Sabrina Babcock has a reputation within her circle of friends for her fine touch. At our church auctions, bidding was perennially high for Sabrina’s donation of seasonal pies. Sabrina was generous enough to chat with me about pie-dom and not only share some of her techniques on pastry and pie technique, but to also offer a few of her favorite recipes.
The art
Sabrina attributes her flaky crust to “really good butter and not squishing it too much.” To keep it cold, she uses ice water, half and half, and a little bit of salt. She also makes sure to let the dough rest in the refrigerator, then rolls it out. She says it’s important to roll from the center out; don’t roll back and forth.

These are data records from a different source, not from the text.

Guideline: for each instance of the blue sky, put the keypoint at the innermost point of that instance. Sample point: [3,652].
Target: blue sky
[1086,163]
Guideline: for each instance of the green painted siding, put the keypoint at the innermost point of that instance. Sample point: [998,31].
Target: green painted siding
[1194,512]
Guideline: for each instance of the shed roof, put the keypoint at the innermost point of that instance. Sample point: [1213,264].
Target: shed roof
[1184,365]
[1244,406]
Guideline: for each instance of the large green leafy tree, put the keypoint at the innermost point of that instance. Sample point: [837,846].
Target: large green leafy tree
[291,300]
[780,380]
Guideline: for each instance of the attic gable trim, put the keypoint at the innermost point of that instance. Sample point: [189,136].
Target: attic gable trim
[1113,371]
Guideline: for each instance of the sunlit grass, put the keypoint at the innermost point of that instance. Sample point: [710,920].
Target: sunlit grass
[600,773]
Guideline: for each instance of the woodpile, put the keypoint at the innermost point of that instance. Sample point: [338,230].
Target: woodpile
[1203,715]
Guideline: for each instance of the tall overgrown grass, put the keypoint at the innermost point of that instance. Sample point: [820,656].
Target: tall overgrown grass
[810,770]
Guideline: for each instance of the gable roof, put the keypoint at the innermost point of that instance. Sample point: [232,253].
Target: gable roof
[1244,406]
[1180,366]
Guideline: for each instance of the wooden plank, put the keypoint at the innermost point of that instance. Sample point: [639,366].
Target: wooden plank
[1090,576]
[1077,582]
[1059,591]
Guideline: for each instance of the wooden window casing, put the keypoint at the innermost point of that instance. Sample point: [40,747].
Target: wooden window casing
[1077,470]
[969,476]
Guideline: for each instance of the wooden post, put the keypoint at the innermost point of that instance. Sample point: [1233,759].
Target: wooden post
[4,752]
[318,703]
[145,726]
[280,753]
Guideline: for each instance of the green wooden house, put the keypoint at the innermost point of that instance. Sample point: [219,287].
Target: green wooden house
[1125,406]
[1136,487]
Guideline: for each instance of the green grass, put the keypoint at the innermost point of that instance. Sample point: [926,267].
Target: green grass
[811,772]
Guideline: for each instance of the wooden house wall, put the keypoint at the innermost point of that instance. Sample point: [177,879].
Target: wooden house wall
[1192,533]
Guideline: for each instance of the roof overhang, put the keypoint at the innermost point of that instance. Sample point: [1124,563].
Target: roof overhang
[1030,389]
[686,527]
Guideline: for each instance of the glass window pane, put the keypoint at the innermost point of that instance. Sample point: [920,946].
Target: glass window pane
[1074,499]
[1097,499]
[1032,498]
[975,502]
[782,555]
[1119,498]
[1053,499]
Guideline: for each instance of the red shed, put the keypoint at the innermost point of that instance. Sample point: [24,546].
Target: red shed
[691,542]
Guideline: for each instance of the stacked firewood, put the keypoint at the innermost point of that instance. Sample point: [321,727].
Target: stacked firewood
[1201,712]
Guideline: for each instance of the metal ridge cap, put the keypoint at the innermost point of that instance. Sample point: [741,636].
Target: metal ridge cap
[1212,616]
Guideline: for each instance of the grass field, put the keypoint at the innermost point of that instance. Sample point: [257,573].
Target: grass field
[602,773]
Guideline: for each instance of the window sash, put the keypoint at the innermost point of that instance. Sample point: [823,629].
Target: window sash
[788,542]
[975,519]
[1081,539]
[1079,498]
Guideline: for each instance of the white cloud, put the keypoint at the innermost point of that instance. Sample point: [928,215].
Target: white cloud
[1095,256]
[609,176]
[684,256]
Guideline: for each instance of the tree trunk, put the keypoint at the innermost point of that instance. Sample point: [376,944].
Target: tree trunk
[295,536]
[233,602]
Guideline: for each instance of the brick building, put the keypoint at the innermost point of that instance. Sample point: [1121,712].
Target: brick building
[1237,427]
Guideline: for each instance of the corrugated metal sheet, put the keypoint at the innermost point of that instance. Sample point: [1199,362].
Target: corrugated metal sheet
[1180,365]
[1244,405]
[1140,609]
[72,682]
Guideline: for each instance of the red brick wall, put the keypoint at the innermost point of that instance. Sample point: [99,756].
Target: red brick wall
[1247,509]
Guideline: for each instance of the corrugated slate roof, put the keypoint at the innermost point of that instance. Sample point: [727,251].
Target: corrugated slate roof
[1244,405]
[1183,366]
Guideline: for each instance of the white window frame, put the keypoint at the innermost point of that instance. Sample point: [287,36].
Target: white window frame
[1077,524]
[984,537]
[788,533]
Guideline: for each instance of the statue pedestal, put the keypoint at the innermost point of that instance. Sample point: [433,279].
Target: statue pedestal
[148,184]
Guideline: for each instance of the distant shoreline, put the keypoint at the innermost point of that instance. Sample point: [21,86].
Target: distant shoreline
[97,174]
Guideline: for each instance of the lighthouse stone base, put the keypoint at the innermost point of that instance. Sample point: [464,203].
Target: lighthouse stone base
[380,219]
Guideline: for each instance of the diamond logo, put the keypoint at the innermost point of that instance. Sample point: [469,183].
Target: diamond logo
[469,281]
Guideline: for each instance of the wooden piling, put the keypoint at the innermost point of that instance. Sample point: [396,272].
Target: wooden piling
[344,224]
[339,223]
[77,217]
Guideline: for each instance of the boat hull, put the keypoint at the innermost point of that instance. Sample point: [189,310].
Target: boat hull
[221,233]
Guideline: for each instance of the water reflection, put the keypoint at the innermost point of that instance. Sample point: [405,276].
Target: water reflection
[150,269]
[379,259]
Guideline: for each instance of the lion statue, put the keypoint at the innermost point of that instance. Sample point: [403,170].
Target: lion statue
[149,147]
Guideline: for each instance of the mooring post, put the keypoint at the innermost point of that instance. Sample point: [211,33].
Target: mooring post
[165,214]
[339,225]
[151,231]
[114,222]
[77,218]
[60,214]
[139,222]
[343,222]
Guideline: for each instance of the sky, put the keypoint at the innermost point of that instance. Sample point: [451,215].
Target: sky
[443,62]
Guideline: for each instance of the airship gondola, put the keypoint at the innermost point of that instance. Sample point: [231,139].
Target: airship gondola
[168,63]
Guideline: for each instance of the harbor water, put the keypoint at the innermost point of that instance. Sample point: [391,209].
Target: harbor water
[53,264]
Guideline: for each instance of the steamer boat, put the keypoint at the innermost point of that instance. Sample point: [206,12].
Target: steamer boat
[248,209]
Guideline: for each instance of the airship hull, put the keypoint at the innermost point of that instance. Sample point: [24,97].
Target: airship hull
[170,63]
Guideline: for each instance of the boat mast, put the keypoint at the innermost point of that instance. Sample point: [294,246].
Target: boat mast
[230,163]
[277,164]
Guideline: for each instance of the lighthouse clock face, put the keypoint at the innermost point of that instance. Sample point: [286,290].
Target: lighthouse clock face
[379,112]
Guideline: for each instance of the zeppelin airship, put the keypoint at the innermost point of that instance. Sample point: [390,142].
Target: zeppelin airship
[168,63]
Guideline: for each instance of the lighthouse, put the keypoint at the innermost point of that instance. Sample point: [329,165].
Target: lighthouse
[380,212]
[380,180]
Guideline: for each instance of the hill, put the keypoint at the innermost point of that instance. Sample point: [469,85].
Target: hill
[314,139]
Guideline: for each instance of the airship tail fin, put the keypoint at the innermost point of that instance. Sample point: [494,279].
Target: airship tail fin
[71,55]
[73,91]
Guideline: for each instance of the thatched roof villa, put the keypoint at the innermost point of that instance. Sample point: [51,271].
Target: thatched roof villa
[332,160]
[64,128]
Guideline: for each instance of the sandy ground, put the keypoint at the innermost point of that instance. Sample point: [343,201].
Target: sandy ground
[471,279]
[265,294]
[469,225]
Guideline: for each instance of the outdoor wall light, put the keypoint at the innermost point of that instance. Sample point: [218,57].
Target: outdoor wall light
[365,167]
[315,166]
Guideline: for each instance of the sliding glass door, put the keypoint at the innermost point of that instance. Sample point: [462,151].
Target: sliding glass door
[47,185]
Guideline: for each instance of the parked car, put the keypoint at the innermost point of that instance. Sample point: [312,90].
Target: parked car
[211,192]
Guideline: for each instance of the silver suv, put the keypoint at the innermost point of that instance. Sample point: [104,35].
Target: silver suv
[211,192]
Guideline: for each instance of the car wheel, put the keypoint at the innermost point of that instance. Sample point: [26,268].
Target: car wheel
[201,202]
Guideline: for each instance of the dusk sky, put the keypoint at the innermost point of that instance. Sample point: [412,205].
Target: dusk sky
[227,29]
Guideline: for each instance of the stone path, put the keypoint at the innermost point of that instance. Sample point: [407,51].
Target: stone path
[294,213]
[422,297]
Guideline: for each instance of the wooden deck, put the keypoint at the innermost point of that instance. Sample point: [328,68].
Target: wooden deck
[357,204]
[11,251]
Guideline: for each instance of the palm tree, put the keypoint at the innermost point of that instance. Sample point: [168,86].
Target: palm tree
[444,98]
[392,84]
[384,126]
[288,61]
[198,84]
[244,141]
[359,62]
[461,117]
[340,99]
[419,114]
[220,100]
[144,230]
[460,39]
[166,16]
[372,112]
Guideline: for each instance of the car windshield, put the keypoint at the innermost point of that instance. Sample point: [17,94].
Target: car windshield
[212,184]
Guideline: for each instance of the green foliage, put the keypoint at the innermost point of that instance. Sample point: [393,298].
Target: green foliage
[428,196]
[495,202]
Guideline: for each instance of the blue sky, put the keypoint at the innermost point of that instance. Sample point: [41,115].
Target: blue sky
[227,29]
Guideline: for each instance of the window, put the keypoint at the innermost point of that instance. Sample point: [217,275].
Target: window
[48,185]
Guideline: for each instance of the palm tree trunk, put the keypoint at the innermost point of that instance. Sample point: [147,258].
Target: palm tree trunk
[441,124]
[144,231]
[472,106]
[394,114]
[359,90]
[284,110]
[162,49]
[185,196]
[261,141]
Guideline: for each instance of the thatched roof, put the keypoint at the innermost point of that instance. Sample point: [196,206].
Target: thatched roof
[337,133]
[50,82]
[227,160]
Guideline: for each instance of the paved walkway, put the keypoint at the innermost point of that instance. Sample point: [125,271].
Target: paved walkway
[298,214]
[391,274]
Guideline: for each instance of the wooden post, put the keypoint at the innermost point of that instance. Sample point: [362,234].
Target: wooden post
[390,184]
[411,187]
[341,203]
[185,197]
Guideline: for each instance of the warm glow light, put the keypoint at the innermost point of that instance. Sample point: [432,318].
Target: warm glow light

Sabrina also has a pantry full of essential tools (pictured above):
- A pie crust shield to place around the edge to keep the fluted edges from burning
- A small strainer for sprinkling flour
- Two sets of ceramic pie weights for pre-baking one-crust pies (you need two because one won’t fill it enough; the weights need to go up the sides)
- A shield to place under a cooking fruit pie so that any juice bubbling over the side doesn’t bake onto the bottom of the oven
- A pastry knife to mix the shortening into the flour
- Her husband’s grandmother’s rolling pin
The science
To find out the secrets of a good crust, I wanted to understand the science of flaky pastry. Chef and author Samin Nosrat says the secret to a mouthwatering pie crust lies in the science of creating pockets of fat between the layers of gluten. Flakiness happens when you limit the flour from forming strands of gluten. Instead, you want the cold pieces of butter as well as the entrapped water to turn into steam and push apart the layers of dough to form flakes.
Achieving success means keeping ingredients cold, making sure the butter remains in distinct chunks. As Sabrina says, don’t squish it too much. And don’t overmix. Finally, Nosrat advises sliding the chilled, assembled pie directly into a preheated oven where the water and butter quickly evaporate to achieve a flaky crust. If the oven isn’t hot enough, the water won’t turn to steam, and the crust won’t set before the filling seeps in.
The fruit
As for filling, Sabrina makes a lot of pumpkin and apple pies – apple for her husband Harold and pumpkin for her son Ben. The apple pie is a mix of Granny Smith and Northern Spies, and she makes use of a peeler, corer, and slicer that cuts into even sizes. As for spices, just a little nutmeg and cinnamon. At Christmas, she cuts slits in the shape of a little Christmas tree into the crust for venting.
She also makes peach pies, but she warns that peaches can make for a soggy crust. To prevent that, she blind bakes the crust and then spreads a little softened cream cheese on the bottom Then, there’s her blueberry glacé pie, which, I’m told by a friend lucky enough to have sampled it, is gastronomic heaven.
With these thorough expert instructions, maybe it’s time for me to try my hand at pie-making. With the holidays coming, why not?